Shawn Mendes is the kind of pop star that not even poptimists care about, which is to say there’s nothing even remotely cool about him. He’s a pretty face tethered to an acoustic guitar, singing boring and occasionally satisfying pop-rock songs to young kids, but not the ones whose tastes people like to fetishize. He’s probably the closest thing we have to John Mayer, but has managed to catch zero run off from millennial nostalgic appreciation of Mayer, who was at least cool enough to be friends with Dave Chappelle.
None of that is doing anyone a disservice exactly. Shawn Mendes doesn’t need critics, and divorced from his obvious appeal as a heartthrob, he has so far been the sort of artist best enjoyed in passing. Yesterday he released two new singles—the first from his forthcoming third album—one of which, “In My Blood,” is an explicit Kings of Leon homage that offers nothing more than what you could get from the actual Kings of Leon songs that came out a decade ago (Jesus…), if that’s something you need in your life.

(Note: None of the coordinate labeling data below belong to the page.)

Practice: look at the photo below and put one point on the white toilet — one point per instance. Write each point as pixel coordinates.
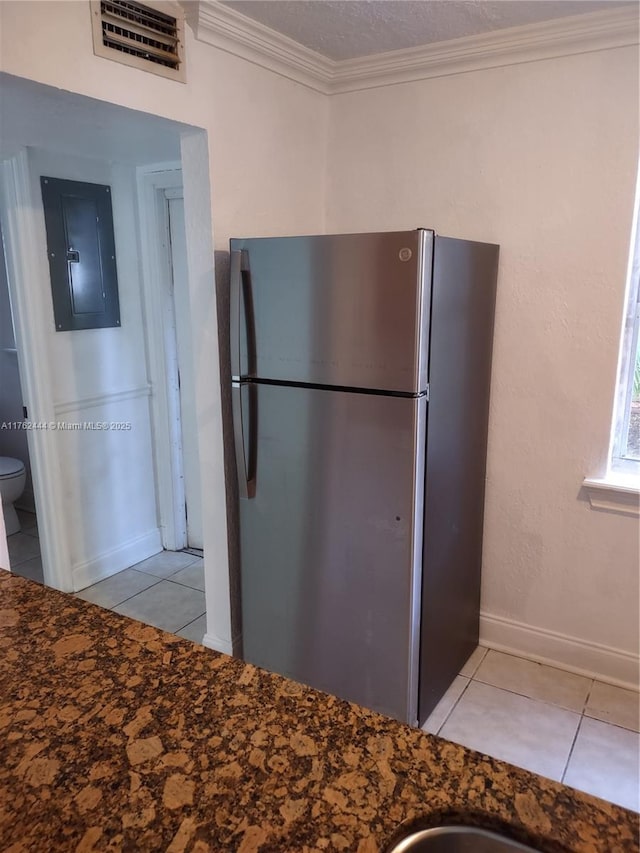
(12, 480)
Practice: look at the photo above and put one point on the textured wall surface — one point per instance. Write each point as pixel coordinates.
(542, 159)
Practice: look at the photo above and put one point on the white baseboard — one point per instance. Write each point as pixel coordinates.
(608, 664)
(109, 562)
(217, 644)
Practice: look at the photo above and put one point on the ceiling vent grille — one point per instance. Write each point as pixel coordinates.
(150, 37)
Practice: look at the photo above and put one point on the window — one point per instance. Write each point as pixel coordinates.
(625, 454)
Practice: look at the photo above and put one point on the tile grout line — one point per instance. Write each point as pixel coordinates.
(573, 743)
(118, 603)
(191, 622)
(455, 704)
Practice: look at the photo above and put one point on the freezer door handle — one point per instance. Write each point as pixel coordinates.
(246, 475)
(239, 287)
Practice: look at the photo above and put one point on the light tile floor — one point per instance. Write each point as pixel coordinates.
(564, 726)
(166, 591)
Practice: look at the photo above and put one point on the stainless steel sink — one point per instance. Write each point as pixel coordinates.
(457, 839)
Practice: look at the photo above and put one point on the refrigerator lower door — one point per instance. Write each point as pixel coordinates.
(331, 543)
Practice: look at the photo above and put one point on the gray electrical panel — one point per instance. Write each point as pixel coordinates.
(82, 254)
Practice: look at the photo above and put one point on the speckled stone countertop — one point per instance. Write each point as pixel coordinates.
(118, 736)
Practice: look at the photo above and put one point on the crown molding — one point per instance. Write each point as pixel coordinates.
(235, 33)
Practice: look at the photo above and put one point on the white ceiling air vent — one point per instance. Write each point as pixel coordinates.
(149, 36)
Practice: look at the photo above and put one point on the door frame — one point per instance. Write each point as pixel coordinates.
(153, 184)
(26, 270)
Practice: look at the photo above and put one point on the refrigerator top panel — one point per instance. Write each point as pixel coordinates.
(348, 310)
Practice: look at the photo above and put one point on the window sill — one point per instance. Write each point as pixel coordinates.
(614, 493)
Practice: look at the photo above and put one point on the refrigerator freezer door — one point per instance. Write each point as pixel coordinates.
(331, 544)
(350, 310)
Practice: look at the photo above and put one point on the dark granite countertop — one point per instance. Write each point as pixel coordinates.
(117, 736)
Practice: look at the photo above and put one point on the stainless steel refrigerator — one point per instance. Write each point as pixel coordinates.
(360, 387)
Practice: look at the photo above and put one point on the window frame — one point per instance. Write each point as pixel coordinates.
(619, 462)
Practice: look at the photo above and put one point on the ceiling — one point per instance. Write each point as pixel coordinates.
(348, 29)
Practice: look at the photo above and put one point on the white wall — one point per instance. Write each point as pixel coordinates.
(266, 140)
(541, 158)
(267, 135)
(13, 442)
(99, 375)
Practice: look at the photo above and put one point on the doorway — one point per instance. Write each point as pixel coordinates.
(22, 527)
(171, 355)
(179, 285)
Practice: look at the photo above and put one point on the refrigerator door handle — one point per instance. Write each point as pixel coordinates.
(246, 480)
(235, 294)
(239, 288)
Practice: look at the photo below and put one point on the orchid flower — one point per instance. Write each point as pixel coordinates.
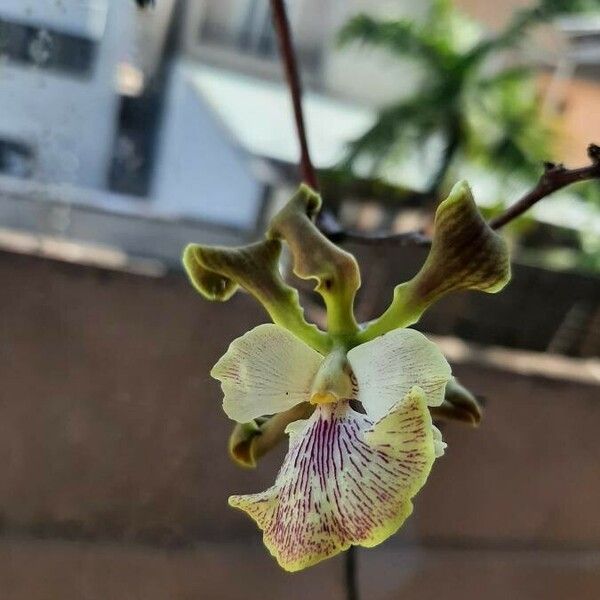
(357, 400)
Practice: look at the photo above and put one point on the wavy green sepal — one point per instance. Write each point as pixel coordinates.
(249, 442)
(315, 257)
(466, 254)
(216, 273)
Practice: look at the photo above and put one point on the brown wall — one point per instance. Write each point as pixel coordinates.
(114, 478)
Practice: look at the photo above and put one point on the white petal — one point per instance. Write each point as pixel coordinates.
(266, 371)
(344, 481)
(438, 443)
(387, 367)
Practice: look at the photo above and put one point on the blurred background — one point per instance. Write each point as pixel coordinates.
(127, 133)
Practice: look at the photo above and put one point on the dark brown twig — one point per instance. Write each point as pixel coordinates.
(288, 56)
(554, 178)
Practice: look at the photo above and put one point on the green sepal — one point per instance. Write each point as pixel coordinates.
(315, 257)
(250, 441)
(459, 405)
(218, 272)
(466, 254)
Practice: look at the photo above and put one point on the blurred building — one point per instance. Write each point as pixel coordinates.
(117, 124)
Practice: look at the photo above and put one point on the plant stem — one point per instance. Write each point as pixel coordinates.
(554, 178)
(288, 56)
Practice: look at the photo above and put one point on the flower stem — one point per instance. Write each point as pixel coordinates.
(288, 57)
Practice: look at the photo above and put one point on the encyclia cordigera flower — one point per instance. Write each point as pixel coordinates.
(356, 400)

The other single, “Lost in Japan,” is something of a revelation. Mendes has found success within a pretty narrow aesthetic space—piano ballads, strummy acoustic stompers, arena rock—briefly nudging himself into more upbeat territory with “There’s Nothing Holdin’ Me Back,” his hit from last year that was dance-y in the same way as Ed Sheeran tapping out a beat on the body of his guitar. But “Lost in Japan” introduces Mendes into a generation of white boys doing funk: the quicksilver grooves of early Phoenix, acoustic guitar rakes plucked from Justin Timberlake’s “Señorita” or a whole host of Robin Thicke records, audible bass guitar recently revived by Charlie Puth, even a piano intro that feels like an homage to Calvin Harris’ “Slide.”
So if this move by Mendes was unexpected, it was also maybe obvious enough. Nonetheless, “Lost in Japan”—which Mendes wrote along with Teddy Geiger, Scott Harris, Nate Mercereau, and frequent Post Malone collaborator Louis Bell—is just notably well-made pop music. In an age where radio long ago flattened the sound of pop into an easily consumable granola bar, “Lost in Japan” is refreshingly spacious. The arrangement is generous and surprising, like in the counterintuitive synth wobble that accents the bass, or the shakers in the background that pave the way for the acoustic guitars that give the song a nice mix of textures.
Mendes sings the song gracefully. He sells romantic tension (“we could cut it with a knife,” he says) and horny desperation, and sounds natural reaching into his falsetto as the song nears its conclusion. I have no idea why he sings the lyric “I’m a couple hundred miles from Japan,” but we can worry about that part later.